Longview Fibre, 1927 Courtesy Cowlitz County Historical Society
My newest project is a history of Longview Fibre, a pulp, paper and containerboard mill in Longview, Washington. The mill was built in 1927 in the planned community of Longview by industrialists from Wisconsin who managed to recruit a brilliant engineer and businessman named Harry Wollenberg.
In the interest of full disclosure, my paternal grandfather helped build the mill in 1926 and my uncle, is eldest son, worked there as a papermaker for 42 years. Another uncle and four cousins worked there summers. But that is not how I got the gig.
Harry Wollenberg, 1923 Courtesy Wollenberg Family
In 2012, I got a gig to write a bio of Harry Wollenberg from the German Historical Institute an agency of the German Government in Washington, DC. The gig paid a small honorarium, but a gig is a gig. They surfed the web and saw that I was an historian in the Pacific Northwest and figured I could do it. I accepted and then discovered that my subject did not live in Longview, he worked in San Francisco. But being a good investigator I made contact with his grandchildren and put together a satisfactory article. I made about a dollar an hour.
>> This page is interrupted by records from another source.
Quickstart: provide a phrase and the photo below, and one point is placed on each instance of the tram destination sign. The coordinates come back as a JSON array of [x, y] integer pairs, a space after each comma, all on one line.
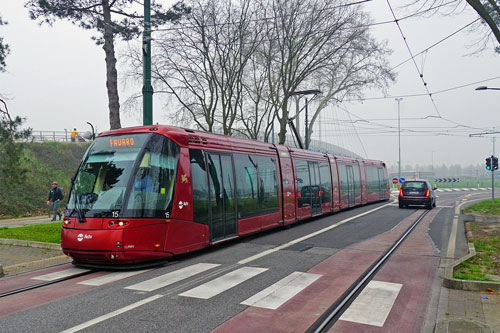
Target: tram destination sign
[[447, 180]]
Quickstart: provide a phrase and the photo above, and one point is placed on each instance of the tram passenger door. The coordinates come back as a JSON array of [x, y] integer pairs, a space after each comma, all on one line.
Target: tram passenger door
[[315, 188], [223, 222], [381, 183], [350, 185]]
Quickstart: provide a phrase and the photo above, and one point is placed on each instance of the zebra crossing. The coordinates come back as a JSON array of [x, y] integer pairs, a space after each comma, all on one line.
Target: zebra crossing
[[271, 297], [393, 191]]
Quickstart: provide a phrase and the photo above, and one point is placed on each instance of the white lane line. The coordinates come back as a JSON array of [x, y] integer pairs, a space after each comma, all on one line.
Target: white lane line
[[274, 296], [111, 314], [373, 304], [172, 277], [314, 234], [61, 274], [112, 277], [223, 283]]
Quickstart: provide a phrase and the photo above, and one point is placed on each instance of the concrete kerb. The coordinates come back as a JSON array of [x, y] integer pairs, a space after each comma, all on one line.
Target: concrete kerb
[[450, 282]]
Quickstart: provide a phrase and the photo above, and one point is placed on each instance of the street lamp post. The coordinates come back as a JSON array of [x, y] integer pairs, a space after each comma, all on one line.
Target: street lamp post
[[399, 99], [306, 92], [493, 141]]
The grandchildren were impressed enough with my work to suggest that I take over a project documenting the history of the company that the family ran for 70 years. The Cowlitz County Historical Museum superintended the project and had collected quite a bit of research including some priceless interviews of former mill workers and managers. I say priceless because some of the narrators have passed on since the interviews. (One thing you learn about the history biz is that if you get the name of an eyewitness, you get a hold of them immediately.)
I jumped into four or five boxes of transcripts and photos and books and annual reports. Word got around and I got some invitations to speak at the union hall and at the museum. Each presentation results in more contacts and more wonderful information and quotes. And I enjoy talking about my projects.
I even got a tour of the mill which was reminiscent of visits to my maternal grandfather’s pulp mill, also in Longview, when I was four and five years old. It was dark and wet and noisy and terrifying.
With any luck the story will be a book in 2014 published by the Cowlitz County Historical Society and I will do more slideshows.